JAKARTA (RIAUPOS.CO) -- DIREKTORAT Jenderal Pelayanan Masyarakat menetapkan batasan tarif tertinggi pemeriksaan rapid test antigen sebesar Rp250.000 untuk Pulau Jawa dan Rp275.000 untuk di luar Pulau Jawa. Ketetapan ini tertuang dalam Surat Edaran No HK.02.02/I/4611/2020 yang dikeluarkan kemarin. Rapid test antigen merupakan salah satu cara untuk mendeteksi adanya materi genetik atau protein spesifik dari virus SARS CoV-2. Tes Antigen dilakukan pada saat akan melakukan aktivitas perjalanan orang dalam negeri dengan masa berlaku selama 14 hari.
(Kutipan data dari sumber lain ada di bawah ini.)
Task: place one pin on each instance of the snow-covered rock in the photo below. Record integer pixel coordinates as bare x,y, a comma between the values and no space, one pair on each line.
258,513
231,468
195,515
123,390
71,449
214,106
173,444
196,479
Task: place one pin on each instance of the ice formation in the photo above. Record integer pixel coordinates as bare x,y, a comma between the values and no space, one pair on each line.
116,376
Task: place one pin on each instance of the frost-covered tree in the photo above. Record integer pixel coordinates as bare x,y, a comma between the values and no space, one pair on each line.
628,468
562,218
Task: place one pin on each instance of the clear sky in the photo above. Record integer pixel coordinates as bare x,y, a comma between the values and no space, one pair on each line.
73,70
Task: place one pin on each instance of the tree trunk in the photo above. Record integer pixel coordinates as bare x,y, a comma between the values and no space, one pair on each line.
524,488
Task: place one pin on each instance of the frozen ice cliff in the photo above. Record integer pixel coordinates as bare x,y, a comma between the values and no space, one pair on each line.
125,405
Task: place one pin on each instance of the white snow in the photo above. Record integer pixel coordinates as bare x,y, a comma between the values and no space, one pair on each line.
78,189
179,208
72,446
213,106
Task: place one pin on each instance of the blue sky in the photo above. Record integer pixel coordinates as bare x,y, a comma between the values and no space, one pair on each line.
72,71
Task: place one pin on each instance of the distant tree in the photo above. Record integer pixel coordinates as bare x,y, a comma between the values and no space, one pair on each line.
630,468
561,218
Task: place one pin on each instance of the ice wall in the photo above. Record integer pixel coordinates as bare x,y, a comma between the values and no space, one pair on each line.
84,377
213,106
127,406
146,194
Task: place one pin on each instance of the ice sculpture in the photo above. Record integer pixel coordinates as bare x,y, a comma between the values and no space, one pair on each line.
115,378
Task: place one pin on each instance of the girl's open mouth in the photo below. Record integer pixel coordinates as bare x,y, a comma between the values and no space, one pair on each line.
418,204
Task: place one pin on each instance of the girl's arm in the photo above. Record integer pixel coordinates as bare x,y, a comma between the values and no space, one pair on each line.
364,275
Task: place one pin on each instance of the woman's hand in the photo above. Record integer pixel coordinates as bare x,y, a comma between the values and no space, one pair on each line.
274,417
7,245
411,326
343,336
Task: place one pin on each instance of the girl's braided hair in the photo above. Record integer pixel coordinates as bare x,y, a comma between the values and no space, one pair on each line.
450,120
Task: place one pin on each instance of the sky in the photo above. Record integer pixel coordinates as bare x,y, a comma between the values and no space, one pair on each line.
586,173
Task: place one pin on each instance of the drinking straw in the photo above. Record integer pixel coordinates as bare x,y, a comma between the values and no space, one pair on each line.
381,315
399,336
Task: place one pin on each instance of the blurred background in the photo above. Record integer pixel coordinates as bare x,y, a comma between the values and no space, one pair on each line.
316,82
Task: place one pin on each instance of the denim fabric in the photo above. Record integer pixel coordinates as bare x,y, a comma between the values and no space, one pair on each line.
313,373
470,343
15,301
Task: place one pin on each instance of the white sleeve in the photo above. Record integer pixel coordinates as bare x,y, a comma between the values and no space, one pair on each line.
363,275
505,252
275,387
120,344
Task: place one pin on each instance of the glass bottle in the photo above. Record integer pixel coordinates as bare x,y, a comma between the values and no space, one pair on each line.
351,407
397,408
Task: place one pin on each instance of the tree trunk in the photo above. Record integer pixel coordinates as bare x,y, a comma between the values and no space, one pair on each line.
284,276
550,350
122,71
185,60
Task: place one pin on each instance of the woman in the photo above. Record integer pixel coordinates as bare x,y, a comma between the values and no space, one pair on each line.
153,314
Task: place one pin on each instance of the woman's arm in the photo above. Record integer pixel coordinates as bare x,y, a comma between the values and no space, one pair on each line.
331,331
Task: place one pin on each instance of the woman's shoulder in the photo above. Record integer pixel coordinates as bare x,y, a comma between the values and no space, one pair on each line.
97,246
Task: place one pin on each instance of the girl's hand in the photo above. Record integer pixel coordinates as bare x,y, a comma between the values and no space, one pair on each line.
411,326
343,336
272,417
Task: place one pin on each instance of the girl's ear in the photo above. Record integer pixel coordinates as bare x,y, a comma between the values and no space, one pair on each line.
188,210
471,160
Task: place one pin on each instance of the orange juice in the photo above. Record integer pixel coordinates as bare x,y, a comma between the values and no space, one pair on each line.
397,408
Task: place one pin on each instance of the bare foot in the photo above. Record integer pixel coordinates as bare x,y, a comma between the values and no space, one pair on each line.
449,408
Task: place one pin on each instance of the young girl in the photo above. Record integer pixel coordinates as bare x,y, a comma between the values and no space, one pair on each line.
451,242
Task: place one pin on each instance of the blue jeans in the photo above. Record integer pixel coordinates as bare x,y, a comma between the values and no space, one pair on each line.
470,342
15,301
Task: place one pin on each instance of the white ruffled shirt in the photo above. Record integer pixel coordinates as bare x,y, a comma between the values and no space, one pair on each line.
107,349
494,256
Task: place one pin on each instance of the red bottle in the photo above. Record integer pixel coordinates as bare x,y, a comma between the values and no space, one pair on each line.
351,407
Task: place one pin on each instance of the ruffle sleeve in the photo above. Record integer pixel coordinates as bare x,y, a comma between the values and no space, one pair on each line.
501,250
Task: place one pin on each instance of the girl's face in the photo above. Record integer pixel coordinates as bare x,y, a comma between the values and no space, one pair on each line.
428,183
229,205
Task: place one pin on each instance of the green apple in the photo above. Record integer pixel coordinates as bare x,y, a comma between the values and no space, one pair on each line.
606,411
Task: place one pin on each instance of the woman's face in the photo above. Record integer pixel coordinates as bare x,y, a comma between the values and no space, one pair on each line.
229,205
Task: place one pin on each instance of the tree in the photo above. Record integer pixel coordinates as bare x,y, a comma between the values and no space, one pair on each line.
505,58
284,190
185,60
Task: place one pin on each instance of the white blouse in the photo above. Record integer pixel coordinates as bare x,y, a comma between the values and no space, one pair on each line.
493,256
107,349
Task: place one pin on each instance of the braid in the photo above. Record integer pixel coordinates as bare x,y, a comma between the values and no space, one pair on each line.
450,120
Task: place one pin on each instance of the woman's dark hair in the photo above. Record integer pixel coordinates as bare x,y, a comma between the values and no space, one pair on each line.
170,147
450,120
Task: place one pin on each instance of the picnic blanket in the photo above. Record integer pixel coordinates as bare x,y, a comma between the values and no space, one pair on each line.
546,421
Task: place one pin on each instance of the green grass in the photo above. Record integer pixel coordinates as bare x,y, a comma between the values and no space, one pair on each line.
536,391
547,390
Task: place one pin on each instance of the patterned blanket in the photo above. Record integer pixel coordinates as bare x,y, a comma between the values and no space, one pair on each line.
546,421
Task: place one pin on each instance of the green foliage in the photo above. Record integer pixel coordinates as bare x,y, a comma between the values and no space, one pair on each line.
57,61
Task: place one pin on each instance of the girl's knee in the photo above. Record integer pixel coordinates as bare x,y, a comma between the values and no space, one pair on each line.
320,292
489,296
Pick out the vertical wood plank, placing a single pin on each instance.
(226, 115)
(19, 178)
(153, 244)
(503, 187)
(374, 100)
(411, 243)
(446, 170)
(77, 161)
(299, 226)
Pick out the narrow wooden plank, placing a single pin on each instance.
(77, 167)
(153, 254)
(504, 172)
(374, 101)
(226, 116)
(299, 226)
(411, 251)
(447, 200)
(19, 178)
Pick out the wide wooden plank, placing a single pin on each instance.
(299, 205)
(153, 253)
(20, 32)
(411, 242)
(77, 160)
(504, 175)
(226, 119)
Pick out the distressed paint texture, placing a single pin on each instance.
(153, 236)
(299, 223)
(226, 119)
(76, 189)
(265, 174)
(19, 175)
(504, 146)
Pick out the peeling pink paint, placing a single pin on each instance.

Sekretaris Direktorat Jenderal Pelayanan Kesehatan Azhar Jaya menyatakan bahwa penetapan batasan tarif tertinggi ini sebagai bentuk kepastian terhadap disparitas harga. Menurutnya penetapan biaya rapid test antigen melalui pembahasan bersama antara Kementerian Kesehatan dengan BPKP berdasarkan hasil survei dan analisa pada fasilitas pelayanan kesehatan.
Deputi Pengawan Bidang Kemanan dan Pertahanan BPKP Faisal menyebutkan penetapan batas tarif tertinggi Rapid Tes Antigen sesuai dengan komponen dan bisnis. Yang dihitung mulai dari pengambilan sampel, proses pengolahan sampel hingga pengelolaan limbah medis. Selain itu, turut diperhitungkan sumberdaya manusia yang terlibat dan biaya administrasi. "Selama 2 hari ini kita telah menghitung struktur biaya dengan mempertimbangkan bisnis proses dari rapid test antigen-swab," kata Faisal.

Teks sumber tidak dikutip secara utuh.